Though there were some COVID cases among caregivers, we did not see nurses, doctors, or respiratory therapists decimated. Masks are used in hospitals against other respiratory illnesses as well –RSV, flu, etc. I have been protected from RSV for 30 years by surgical masks–nothing more. Masks work to decrease spread of respiratory illnesses and are a mainstay in their care in hospitals. Do you believe your own doctor or your doctor friends who recommend masks based on decades of experience or do you demand a randomized controlled trial in the middle of a pandemic in order to be persuaded that the general welfare is best benefitted by masking.
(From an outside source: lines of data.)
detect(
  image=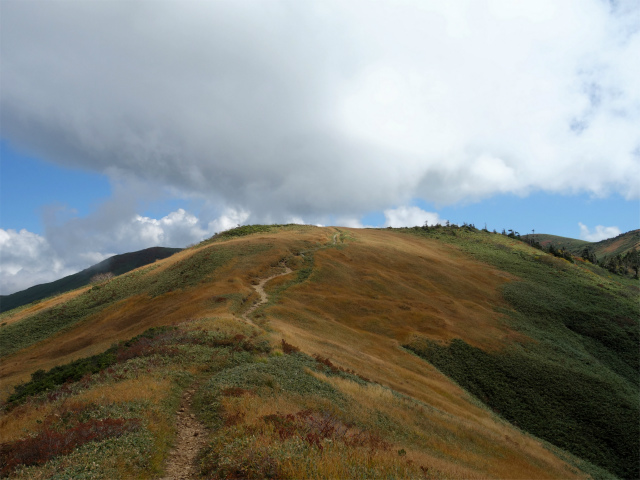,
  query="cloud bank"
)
[0,209,248,295]
[578,222,622,242]
[0,0,640,221]
[0,0,640,289]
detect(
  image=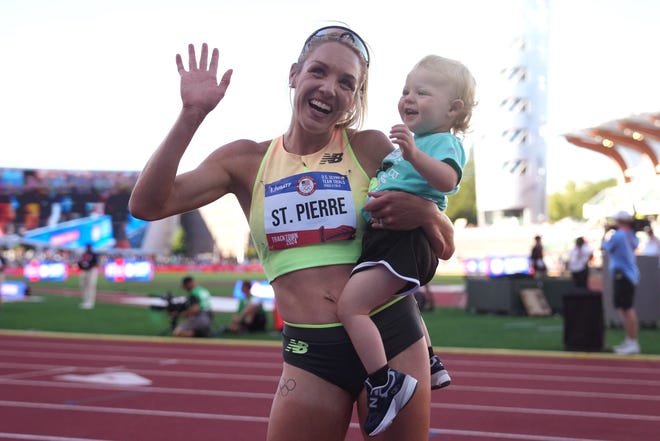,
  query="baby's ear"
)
[449,99,465,112]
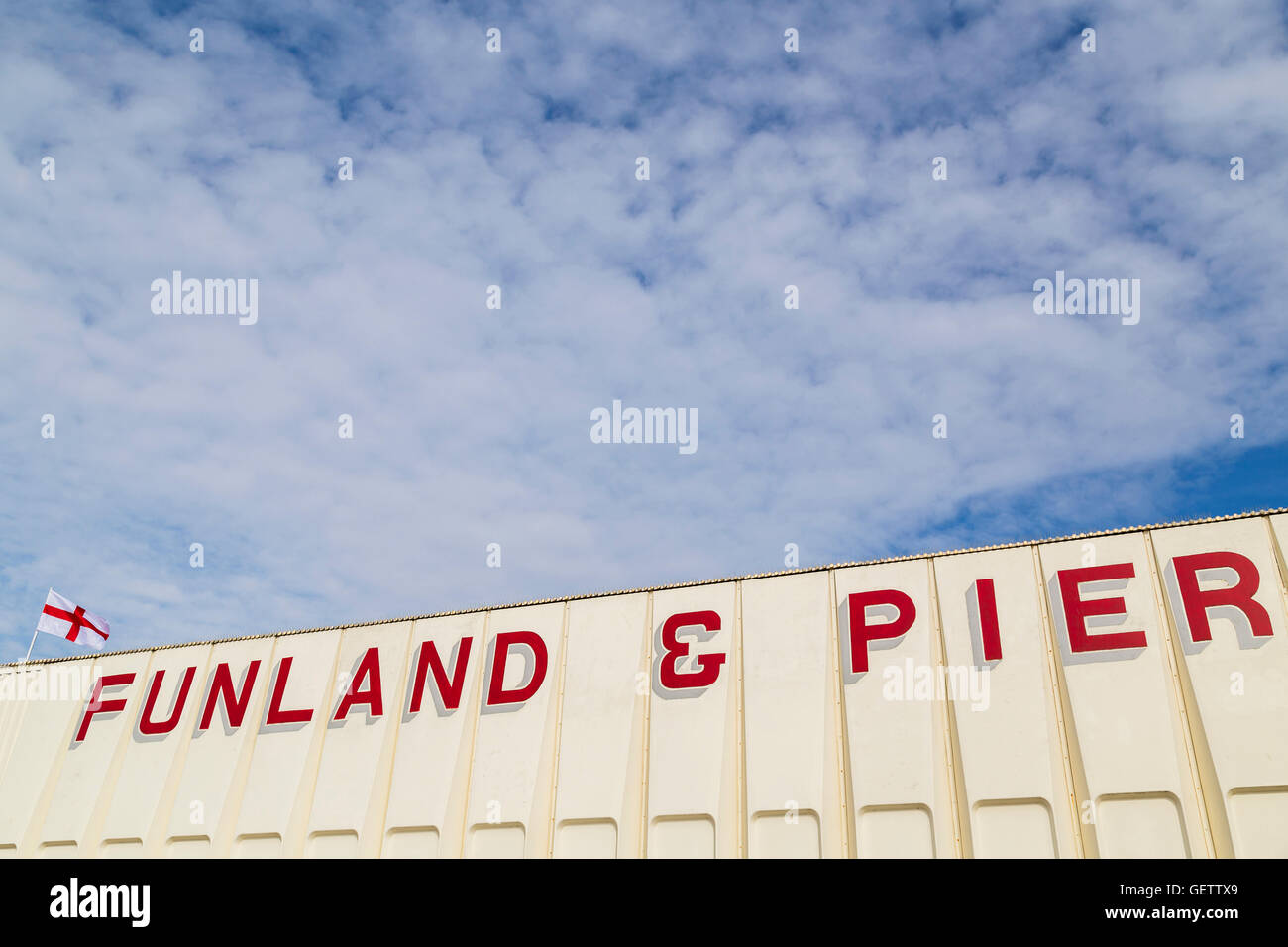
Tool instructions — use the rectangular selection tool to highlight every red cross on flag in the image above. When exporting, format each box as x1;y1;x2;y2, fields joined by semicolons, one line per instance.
36;588;111;651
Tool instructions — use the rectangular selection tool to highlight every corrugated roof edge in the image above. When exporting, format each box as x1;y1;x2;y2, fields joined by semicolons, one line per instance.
0;506;1288;670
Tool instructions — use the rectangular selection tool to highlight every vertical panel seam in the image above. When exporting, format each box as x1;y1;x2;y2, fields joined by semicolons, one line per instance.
538;599;568;858
456;609;492;858
927;557;969;858
1029;545;1091;858
1141;530;1224;858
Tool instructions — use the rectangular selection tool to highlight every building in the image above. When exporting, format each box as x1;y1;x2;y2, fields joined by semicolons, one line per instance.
0;510;1288;858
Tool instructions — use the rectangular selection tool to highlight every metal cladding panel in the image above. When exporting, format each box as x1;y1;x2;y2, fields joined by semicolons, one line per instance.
383;612;486;858
647;582;743;858
834;559;957;858
34;652;153;858
0;514;1288;858
742;573;842;858
935;548;1081;858
163;638;275;858
1153;519;1288;858
305;621;412;857
0;659;93;857
232;631;342;858
1040;533;1211;858
98;644;211;857
554;592;649;858
465;603;566;858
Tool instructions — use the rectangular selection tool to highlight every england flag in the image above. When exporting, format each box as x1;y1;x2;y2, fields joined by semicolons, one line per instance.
36;588;111;651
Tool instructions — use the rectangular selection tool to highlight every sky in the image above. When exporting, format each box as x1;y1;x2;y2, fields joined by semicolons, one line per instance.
0;0;1288;661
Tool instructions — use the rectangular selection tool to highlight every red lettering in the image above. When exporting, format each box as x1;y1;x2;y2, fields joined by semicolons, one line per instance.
849;588;917;674
334;648;385;720
486;631;549;707
197;660;259;730
265;657;313;727
975;579;1002;661
76;672;134;743
658;612;728;690
1172;552;1274;642
1056;562;1147;655
139;668;197;737
407;638;474;714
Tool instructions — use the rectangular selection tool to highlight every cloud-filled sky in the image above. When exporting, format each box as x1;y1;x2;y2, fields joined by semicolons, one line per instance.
0;0;1288;661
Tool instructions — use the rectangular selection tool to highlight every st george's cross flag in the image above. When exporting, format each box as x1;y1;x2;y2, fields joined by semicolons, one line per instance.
36;588;111;651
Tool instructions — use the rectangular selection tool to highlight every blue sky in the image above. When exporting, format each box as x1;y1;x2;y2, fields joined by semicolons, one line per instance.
0;3;1288;660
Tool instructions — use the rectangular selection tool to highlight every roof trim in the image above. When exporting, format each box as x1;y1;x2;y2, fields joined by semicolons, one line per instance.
0;506;1288;670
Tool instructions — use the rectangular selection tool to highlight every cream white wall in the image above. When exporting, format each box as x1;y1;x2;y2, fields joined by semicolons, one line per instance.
0;514;1288;858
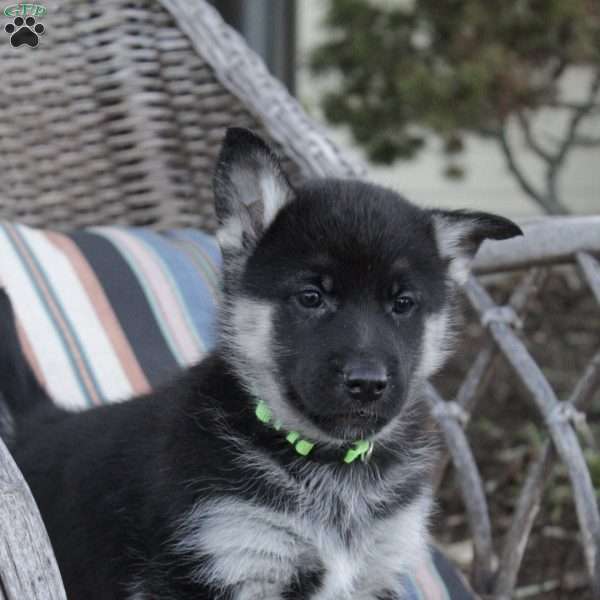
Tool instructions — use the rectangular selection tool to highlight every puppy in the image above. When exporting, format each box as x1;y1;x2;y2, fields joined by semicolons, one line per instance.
0;129;521;600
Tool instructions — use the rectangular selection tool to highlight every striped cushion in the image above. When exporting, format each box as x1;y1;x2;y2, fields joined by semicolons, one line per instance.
0;223;220;408
0;222;471;600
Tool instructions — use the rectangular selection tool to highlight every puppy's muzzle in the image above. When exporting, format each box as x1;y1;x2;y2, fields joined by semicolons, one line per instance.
343;360;389;404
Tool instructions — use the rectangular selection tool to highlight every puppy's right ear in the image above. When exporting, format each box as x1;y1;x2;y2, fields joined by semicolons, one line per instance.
213;128;293;254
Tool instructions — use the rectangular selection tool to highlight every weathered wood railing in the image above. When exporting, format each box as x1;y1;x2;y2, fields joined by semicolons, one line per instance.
429;217;600;600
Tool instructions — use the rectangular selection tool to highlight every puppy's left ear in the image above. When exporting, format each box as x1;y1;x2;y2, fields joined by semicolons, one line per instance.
431;210;523;285
213;127;293;253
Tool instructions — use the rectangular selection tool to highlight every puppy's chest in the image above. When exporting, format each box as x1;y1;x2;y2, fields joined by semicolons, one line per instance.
179;488;428;600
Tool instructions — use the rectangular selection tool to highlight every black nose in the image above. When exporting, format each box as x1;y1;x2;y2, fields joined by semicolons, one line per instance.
344;362;388;402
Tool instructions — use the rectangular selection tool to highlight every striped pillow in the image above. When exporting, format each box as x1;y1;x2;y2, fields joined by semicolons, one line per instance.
0;222;472;600
0;223;220;408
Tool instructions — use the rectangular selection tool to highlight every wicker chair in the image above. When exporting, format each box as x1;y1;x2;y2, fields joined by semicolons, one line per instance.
0;0;600;600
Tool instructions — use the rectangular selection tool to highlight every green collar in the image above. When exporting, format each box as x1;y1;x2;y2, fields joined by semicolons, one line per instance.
255;400;373;464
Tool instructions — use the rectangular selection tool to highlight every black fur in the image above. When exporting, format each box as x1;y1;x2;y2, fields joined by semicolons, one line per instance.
0;130;516;600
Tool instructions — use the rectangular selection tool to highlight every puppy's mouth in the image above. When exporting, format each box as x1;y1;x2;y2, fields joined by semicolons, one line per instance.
310;408;388;441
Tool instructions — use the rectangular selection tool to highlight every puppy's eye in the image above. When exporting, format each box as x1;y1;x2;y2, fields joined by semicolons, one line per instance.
392;294;417;315
298;289;323;308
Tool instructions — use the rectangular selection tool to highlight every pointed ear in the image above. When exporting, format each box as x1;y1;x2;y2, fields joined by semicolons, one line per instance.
213;128;292;252
431;210;523;285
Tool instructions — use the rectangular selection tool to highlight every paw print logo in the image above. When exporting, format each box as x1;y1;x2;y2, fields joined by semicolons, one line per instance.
4;17;46;48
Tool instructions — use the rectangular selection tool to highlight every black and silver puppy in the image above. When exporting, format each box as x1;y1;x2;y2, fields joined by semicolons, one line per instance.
0;129;520;600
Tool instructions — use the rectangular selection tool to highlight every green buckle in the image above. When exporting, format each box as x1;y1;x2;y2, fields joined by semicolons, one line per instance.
254;400;373;464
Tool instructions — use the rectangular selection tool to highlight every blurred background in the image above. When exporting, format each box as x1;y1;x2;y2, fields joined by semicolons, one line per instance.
214;0;600;216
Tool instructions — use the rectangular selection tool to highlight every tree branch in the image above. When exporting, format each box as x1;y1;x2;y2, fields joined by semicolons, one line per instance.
552;69;600;171
517;111;552;162
546;69;600;206
573;135;600;148
496;123;568;214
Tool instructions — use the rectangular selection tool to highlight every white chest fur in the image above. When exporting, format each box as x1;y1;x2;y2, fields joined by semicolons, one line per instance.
173;482;430;600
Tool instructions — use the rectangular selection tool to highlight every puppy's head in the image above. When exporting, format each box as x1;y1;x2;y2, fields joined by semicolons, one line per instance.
214;129;521;442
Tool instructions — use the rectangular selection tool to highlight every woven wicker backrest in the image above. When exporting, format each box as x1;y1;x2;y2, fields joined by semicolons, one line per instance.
0;0;360;229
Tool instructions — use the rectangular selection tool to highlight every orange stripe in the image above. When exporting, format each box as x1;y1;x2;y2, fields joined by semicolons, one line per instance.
6;226;101;404
45;232;150;395
17;319;48;389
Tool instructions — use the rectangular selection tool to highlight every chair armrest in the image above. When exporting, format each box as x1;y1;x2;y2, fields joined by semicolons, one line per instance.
0;439;67;600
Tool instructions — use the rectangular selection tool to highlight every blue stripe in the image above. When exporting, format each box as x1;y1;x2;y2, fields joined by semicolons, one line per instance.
5;224;97;406
128;228;216;350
The COVID vaccines work as well. Thanks be to God, President Trump, and Operation Warp Speed that the vaccine rollout happened when it did and mitigated the worst phase of the COVID illness in Dec 2020 – Jan 2021. Daily new cases in the US peaked at ~308,000 around January 8. By mid-February, daily case rate was down to 65,000–an 80% drop–due to the vaccine. The need for boosters and lack of best understanding as to when those should be administered does not take away from vaccine efficacy.

Humility as to the limits of our knowledge is one of my big takeaways from Dr. Thomas Sowell and a chief reason that centrally planned economies cannot work. I agree that the elites in charge do not have all (most) of the answers and that at best, their motivations are mixed. In regard to public health guidance, I agree that the CDC turnarounds throughout COVID have been dizzying.

However, shouldn’t humility about the limits of knowledge work in the other direction too? Shouldn’t humility about the limits of knowledge serve as a fetter to broad proclamations about COVID insight based on Google “research?” Shouldn’t unprecedented notification that the nearby university hospital is full and canceling elective surgeries — as well as all the private hospitals in a city — prompt a personal response other than a comparison that COVID is no worse than the flu? Shouldn’t conservatives, of all people, recognize a connection between our personal behavior and the public good?

Starting 20 years ago on “Oprah,” I recognized an aspect of the loss of hierarchy (identified by Richard Weaver in 1948 in “Ideas Have Consequences”) when a world expert on a phenomenon with a depth and breadth of knowledge of a topic would be sat next to a single sufferer of the phenomenon whose emotions were equated to a life of study and concentrated attention to the issue.

Can we still acknowledge that someone may know more about something than I do even if I do not like what they are saying, the way they are saying it, or them?  They may be right despite themselves. Should you be so self-assured that you are safe from a bad case of COVID because you never get the flu either and hence a COVID vaccine is unwarranted though you are 56 years old and have five people depending on you in the middle of a pandemic?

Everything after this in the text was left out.